Given an array of integers where 1 ≤ a[i] ≤ n (n = size of array), some elements appear twice and others appear once.Find all the elements of [1, n] inclusive that do not appear in this array.For example,Input:

[4,3,2,7,8,2,3,1]Output:

[5,6]

## The SO-EASY Solution

One can quickly come up with a solution which uses an additional array to store each of the element at its correct spot.

class Solution {

public List<Integer> findDisappearedNumbers(int[] nums) {

int n = nums.length;

int[] temp = new int[n]; for (var num : nums) {

temp[num - 1] = num;

} List<Integer> res = new ArrayList<>();

for (int i = 0; i < n; ++i) {

if (temp[i] == 0) {

res.add(i + 1);

}

}

return res;

}

}

That’s it! Thanks for reading ;) I’m kidding. This might be the appetizer or warm-up for the interview and your interviewer can ask you to improve the space or time complexity.

## The Impress Me Solution

One can be asked to improve the space complexity by not using the extra array. Is that achievable? Of course. Recall what is the purpose of the extra array?* It’s a temporary place to put each element at its correct spot.*

Since each element’s value is within the array’s index, I can actually try to put them in the correct spot by swapping elements of the original array. Here is the illustration.
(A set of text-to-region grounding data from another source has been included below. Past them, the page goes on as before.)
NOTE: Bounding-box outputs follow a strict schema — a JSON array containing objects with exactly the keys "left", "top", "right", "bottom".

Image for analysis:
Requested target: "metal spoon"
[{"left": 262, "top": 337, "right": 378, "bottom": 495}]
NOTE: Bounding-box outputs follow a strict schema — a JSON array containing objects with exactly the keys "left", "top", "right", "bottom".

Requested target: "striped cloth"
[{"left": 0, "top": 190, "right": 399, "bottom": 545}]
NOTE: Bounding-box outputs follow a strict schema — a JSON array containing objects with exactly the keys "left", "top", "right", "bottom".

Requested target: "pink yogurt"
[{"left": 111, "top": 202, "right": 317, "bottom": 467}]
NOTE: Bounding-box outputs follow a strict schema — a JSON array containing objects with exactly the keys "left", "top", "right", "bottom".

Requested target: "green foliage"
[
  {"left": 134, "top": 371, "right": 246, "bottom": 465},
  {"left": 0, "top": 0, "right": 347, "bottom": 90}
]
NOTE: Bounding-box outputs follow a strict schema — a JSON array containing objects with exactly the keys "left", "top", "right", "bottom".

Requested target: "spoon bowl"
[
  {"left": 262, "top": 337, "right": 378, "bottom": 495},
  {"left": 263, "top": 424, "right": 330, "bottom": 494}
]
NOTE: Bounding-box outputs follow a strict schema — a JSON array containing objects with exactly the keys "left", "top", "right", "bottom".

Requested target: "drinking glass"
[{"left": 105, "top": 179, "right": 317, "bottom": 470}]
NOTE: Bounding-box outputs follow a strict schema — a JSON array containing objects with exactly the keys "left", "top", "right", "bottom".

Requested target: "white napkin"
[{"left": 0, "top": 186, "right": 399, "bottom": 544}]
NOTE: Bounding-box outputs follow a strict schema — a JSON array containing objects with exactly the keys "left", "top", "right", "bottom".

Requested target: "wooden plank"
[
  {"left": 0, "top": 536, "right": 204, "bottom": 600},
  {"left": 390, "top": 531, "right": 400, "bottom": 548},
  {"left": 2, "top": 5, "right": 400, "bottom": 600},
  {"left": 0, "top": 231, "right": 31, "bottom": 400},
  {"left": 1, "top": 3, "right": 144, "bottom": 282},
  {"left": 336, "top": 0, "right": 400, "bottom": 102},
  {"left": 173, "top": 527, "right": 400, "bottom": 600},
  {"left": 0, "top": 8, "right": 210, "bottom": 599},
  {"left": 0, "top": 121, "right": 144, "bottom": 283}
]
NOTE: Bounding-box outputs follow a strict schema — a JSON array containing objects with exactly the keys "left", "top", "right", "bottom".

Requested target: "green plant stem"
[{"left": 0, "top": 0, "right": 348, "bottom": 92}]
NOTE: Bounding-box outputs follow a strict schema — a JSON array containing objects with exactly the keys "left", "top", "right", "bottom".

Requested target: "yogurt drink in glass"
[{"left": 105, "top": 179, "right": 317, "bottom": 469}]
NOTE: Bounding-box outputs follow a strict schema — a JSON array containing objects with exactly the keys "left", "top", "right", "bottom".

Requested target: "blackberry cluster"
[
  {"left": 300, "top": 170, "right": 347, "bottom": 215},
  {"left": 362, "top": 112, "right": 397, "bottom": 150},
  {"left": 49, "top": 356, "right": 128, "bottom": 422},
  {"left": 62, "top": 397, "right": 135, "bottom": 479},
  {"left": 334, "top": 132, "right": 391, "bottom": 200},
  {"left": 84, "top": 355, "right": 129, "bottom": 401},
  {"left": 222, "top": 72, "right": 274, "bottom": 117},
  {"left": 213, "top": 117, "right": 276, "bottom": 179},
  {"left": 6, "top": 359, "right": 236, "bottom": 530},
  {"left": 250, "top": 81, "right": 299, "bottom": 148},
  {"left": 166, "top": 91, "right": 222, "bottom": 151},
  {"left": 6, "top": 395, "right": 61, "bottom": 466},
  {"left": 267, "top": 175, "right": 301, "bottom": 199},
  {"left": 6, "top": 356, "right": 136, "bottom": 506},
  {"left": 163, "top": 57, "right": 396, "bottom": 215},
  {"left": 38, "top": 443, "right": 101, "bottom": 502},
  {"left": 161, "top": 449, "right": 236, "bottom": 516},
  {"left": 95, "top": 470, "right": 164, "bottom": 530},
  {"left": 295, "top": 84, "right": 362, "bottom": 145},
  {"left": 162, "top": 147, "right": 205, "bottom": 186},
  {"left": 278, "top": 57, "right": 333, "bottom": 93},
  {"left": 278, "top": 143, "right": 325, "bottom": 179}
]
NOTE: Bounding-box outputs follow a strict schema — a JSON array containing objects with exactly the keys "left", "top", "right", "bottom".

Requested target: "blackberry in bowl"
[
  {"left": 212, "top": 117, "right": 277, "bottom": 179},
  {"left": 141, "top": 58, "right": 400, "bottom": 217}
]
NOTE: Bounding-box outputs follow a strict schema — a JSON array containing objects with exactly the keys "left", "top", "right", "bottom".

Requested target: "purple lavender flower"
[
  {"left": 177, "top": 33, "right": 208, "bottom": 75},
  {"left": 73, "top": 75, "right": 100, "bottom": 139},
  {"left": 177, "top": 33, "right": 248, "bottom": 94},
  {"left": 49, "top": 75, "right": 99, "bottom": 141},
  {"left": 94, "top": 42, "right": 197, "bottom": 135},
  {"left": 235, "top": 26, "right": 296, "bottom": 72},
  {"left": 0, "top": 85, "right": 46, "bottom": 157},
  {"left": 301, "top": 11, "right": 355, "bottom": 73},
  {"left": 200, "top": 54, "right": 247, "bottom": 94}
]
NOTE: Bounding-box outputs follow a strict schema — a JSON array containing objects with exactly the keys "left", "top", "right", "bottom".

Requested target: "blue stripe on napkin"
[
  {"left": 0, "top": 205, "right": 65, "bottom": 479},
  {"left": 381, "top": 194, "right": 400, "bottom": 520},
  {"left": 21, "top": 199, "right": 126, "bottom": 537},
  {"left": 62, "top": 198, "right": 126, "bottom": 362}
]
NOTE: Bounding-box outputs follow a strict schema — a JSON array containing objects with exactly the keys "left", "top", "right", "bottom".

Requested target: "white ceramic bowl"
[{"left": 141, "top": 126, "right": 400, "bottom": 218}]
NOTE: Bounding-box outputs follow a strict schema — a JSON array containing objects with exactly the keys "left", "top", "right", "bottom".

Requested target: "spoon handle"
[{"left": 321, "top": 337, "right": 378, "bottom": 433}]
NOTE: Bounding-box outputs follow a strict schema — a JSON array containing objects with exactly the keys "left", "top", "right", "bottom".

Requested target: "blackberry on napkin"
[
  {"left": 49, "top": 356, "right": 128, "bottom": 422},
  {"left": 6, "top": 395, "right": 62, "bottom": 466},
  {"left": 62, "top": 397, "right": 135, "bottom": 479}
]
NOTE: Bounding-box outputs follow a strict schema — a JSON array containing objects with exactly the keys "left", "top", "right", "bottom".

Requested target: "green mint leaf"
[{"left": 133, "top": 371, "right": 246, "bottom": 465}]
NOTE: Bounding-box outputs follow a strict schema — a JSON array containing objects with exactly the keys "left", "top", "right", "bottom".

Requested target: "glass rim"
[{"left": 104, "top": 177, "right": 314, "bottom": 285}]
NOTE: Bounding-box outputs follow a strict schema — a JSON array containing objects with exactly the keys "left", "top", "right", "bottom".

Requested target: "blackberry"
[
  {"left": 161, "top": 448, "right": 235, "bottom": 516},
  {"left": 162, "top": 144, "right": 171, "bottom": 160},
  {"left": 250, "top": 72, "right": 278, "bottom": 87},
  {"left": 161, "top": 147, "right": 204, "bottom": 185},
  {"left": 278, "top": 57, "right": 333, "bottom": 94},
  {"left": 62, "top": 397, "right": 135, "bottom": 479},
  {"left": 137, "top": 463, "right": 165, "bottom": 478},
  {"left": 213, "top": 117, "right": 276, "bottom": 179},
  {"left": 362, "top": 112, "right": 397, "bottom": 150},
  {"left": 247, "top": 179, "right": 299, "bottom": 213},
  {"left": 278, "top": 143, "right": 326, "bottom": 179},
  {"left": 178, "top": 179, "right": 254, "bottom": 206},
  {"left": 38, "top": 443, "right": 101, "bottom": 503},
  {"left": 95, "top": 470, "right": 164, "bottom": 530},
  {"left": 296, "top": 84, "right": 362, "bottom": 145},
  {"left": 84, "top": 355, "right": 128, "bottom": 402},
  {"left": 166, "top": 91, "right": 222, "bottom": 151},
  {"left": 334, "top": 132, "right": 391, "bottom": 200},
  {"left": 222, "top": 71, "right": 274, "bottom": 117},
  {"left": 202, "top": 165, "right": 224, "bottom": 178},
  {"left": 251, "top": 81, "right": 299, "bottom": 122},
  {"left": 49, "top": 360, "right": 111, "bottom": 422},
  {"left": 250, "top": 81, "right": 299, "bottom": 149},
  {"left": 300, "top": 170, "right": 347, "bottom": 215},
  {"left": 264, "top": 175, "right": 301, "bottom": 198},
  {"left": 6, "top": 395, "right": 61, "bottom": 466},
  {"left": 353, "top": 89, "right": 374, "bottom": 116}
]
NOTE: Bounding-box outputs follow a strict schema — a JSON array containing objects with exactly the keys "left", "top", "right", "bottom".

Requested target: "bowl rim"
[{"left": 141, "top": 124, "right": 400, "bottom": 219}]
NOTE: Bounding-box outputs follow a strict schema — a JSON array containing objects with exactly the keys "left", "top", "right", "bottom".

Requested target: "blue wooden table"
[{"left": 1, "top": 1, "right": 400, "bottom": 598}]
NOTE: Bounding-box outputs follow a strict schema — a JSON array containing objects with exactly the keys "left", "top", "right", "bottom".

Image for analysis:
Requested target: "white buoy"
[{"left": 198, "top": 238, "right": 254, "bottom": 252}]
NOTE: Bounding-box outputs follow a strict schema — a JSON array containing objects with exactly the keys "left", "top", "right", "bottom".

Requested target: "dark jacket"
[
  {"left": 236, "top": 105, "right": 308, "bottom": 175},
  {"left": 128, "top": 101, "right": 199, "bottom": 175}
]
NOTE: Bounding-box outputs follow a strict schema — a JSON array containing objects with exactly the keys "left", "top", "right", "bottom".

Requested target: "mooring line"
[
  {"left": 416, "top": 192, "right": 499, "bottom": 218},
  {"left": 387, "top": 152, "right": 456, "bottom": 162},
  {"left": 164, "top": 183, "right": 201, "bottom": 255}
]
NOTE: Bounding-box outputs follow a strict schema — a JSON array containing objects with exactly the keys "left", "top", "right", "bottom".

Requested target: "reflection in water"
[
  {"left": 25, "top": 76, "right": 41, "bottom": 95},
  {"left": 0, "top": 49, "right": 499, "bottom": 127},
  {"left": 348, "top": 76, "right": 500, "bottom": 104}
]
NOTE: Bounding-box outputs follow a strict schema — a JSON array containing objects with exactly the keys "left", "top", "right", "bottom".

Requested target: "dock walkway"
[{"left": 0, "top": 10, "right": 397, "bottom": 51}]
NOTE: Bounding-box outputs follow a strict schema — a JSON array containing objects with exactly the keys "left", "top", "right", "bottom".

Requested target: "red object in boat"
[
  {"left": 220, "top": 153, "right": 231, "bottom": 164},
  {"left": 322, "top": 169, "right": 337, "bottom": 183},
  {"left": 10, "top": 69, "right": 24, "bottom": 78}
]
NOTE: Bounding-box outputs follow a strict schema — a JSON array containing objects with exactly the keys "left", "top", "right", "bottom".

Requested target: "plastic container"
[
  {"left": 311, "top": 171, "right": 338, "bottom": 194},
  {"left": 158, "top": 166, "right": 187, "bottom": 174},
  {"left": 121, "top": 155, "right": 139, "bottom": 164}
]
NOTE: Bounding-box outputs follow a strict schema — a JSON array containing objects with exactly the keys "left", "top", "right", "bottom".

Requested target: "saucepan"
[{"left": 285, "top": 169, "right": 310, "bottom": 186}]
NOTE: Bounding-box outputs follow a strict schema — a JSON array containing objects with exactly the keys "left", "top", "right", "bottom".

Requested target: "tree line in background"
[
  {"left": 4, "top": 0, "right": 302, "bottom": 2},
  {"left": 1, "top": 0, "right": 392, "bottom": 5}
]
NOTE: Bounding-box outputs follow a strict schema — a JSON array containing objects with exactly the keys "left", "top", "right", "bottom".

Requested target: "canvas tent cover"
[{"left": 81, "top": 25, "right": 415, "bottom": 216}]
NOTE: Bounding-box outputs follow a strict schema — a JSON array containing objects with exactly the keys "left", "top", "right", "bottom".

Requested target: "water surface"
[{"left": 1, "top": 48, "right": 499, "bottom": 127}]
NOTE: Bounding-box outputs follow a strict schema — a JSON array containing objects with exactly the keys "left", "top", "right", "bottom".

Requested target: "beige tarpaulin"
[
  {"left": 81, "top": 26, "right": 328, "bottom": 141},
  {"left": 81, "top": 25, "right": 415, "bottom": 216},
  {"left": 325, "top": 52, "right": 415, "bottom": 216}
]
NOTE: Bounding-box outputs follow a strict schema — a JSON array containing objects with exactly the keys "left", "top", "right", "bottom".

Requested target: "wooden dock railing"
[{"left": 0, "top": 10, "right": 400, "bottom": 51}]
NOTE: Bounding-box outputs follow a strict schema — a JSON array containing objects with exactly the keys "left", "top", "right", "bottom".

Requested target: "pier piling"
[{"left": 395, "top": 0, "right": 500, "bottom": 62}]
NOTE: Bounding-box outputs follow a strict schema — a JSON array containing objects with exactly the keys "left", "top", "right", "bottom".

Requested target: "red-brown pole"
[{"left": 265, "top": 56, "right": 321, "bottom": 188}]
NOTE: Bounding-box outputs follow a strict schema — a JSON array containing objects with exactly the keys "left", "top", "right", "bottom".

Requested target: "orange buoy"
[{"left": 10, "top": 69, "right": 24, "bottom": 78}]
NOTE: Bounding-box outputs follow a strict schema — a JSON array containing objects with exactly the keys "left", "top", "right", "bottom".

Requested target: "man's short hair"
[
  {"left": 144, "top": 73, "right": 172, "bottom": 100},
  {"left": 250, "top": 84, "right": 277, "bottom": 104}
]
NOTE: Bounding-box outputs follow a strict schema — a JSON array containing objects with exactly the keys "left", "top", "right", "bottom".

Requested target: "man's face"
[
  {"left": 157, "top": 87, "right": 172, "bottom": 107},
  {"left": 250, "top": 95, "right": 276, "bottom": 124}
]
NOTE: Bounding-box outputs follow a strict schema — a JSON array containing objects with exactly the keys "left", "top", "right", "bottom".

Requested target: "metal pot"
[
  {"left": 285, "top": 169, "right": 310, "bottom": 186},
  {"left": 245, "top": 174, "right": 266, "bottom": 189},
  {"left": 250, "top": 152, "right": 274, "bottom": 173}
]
Like the old saying goes: *Every Jack has his Jill*. We’ve put almost every element in the correct spot except for the extra 2 and 3 in the grey blocks. That’s what the original ask of the interview question. After the swapping, we can iterate the array again and find them.

`public List<Integer> findDisappearedNumbers(int[] nums) {`

int n = nums.length;

for (int i = 0; i < n; ++i) {

// swap until nothing to swap

while (nums[nums[i] - 1] != nums[i]) {

int j = nums[i] - 1, temp = nums[i];

nums[i] = nums[j];

nums[j] = temp;

}

}

List<Integer> res = new ArrayList<>();

for (int i = 0; i < n; ++i) {

if (nums[i] != i + 1) {

res.add(i + 1);

}

}

return res;

}

## The Surprise Me Solution

Think about the original problem again, do we need to actually put every element in the correct spot? Well, actually, no. ** There is another way to claim the spot by flagging**. This solution is unique to the problem which uses the property that every element is a positive number. One can flag a spot by flipping the sign of the element in the spot to indicate that there is an element for the spot. Too, verbose, let’s see the illustration. For example, we flipped the sign of 7 to indicate that there is an element, 4 in this case for the spot that 7 sits.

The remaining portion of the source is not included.